Analogously, the previously found poor performance of the MIN strategy turns strong when the unfavorably mispriced winners and losers are excluded from the sample, as done in specification (1). The strategy then yields significantly positive momentum profits in the first year and exhibits no significant return reversals in the subsequent years. In contrast, when the favorably mispriced winners and losers are discarded in specification (2), the MIN strategy reveals its weak performance with strong return reversals in the second and third year.

Taken together, the results in this section strongly support hypothesis H3. The realization of the superior performance on the MAX strategy and the occurrence of the inferior performance on the MIN strategy is strongly dependent on cross-sectional mispricing. The varying performance of the MAX and MIN strategies among favorably mispriced and unfavorably mispriced winners and losers furthermore suggests that firm size and book-to-market may rather be proxies for cross-sectional mispricing than risk-based expected return characteristics.

Conclusion

In this paper, we test the US findings of Conrad and Yavuz (2017) that stocks with momentum can be ex ante separated from those that exhibit reversal by taking into account characteristics like firm size and book-to-market in the selection of winners and losers. We provide strongly supportive out-of-sample evidence on the previous US findings in the broad cross section of international firms drawn from 20 developed non-US equity markets over the sample period from 1990 to 2017.
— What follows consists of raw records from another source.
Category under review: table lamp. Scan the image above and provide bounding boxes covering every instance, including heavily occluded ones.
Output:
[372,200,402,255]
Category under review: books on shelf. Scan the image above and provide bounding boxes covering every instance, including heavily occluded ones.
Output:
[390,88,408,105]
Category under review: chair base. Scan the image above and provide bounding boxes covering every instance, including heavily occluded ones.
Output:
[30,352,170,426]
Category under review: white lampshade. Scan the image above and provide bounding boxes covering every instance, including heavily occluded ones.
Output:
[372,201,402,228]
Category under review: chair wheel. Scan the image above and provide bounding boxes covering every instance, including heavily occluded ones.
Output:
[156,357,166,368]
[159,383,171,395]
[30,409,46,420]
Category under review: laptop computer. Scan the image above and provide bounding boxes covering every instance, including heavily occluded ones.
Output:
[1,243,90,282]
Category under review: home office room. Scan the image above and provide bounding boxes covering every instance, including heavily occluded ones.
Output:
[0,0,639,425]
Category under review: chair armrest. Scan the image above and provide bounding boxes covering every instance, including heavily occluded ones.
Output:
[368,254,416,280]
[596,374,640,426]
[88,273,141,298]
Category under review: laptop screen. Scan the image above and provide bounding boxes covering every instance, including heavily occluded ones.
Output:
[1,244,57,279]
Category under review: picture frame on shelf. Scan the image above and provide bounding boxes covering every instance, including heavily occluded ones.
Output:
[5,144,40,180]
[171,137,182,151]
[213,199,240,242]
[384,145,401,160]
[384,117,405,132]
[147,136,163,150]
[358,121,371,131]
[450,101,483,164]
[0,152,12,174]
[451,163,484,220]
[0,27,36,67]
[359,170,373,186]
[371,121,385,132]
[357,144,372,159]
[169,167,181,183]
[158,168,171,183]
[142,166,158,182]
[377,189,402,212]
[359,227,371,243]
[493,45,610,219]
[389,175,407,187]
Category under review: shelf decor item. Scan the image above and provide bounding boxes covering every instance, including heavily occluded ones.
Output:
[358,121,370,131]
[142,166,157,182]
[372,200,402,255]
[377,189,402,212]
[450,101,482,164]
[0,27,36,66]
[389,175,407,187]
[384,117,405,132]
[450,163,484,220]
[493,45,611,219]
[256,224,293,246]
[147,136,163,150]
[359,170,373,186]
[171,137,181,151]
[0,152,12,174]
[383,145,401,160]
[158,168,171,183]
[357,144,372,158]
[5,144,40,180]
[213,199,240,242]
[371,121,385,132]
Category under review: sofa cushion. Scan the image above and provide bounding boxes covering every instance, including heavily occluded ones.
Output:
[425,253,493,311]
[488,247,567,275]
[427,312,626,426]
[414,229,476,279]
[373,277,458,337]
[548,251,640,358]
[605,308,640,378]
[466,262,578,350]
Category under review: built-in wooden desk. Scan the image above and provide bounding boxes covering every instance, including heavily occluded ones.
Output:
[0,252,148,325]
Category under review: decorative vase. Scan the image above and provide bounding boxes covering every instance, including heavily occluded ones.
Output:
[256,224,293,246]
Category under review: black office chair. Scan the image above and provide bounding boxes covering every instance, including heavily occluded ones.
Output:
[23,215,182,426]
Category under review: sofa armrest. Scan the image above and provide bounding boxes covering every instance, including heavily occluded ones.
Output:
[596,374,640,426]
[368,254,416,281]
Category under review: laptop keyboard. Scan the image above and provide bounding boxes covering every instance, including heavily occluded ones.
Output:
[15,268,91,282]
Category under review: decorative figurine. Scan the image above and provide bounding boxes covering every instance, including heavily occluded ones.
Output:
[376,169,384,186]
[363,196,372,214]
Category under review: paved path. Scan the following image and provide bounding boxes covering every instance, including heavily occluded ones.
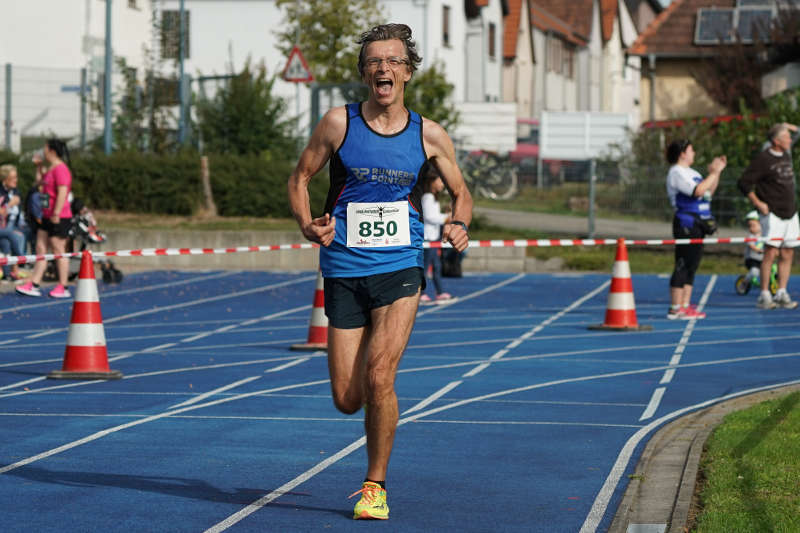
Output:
[475,206,741,240]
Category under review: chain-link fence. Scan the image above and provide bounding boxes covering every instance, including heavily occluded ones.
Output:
[470,156,762,229]
[1,64,93,153]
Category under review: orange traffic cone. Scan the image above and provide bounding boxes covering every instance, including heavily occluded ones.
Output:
[290,270,328,351]
[589,238,652,331]
[48,250,123,379]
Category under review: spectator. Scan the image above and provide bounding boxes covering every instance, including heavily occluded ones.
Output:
[665,139,727,319]
[420,165,453,304]
[16,139,74,298]
[23,168,44,254]
[743,210,764,287]
[738,123,800,309]
[0,164,27,283]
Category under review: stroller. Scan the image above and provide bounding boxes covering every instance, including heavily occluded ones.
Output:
[45,198,123,284]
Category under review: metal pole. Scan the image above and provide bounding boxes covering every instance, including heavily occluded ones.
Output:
[104,0,113,154]
[4,63,11,150]
[588,159,597,238]
[648,54,656,123]
[178,0,186,146]
[80,68,87,148]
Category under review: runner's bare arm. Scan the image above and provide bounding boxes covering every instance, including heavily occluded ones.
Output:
[422,118,473,252]
[288,107,347,247]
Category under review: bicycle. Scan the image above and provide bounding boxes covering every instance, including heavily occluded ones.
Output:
[735,262,778,296]
[456,149,518,200]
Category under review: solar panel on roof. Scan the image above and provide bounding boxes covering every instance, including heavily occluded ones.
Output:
[737,8,773,41]
[737,0,773,6]
[695,8,735,44]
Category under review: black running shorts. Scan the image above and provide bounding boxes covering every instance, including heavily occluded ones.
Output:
[324,267,425,329]
[41,218,72,239]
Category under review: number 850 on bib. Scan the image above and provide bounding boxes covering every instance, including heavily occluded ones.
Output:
[346,201,411,248]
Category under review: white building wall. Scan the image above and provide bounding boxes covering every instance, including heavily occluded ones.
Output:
[503,0,534,118]
[0,0,151,149]
[587,1,603,112]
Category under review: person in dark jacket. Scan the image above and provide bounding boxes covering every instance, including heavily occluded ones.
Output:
[738,123,800,309]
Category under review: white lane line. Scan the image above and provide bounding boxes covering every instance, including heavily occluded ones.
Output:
[264,357,311,373]
[169,376,262,409]
[402,380,463,415]
[207,365,800,532]
[0,377,333,475]
[0,376,46,391]
[639,275,717,420]
[203,436,368,533]
[416,273,526,316]
[3,345,800,521]
[0,413,644,428]
[0,353,325,399]
[2,274,315,345]
[461,279,610,379]
[411,280,610,419]
[580,377,800,533]
[639,387,665,421]
[0,271,240,315]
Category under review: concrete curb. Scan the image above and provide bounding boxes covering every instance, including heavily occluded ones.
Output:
[609,383,800,533]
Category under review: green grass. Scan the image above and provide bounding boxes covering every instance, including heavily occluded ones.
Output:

A strategy that buys small value winners and sells large growth losers, denoted the MAX strategy, generates significantly larger momentum profits than a standard momentum strategy, is robust to common return controls, and does not suffer from return reversals for holding periods up to 3 years. In contrast, a strategy that buys large growth winners and sells small value losers, denoted the MIN strategy, produces no significant momentum profits but significant return reversals over holding periods beyond 1 year. Consistent with the view that firm size and book-to-market can also be interpreted as measures of mispricing, the significantly different return behavior of the MIN and MAX strategies is attributable to a rather systematic exploitation of cross-sectional mispricing among momentum stocks. The superior performance of the MAX strategy is driven by undervalued winners and overvalued losers, while the inferior performance of the MIN strategy is driven by the fact that the strategy’s underlying stock selection procedure picks overvalued winners and undervalued losers.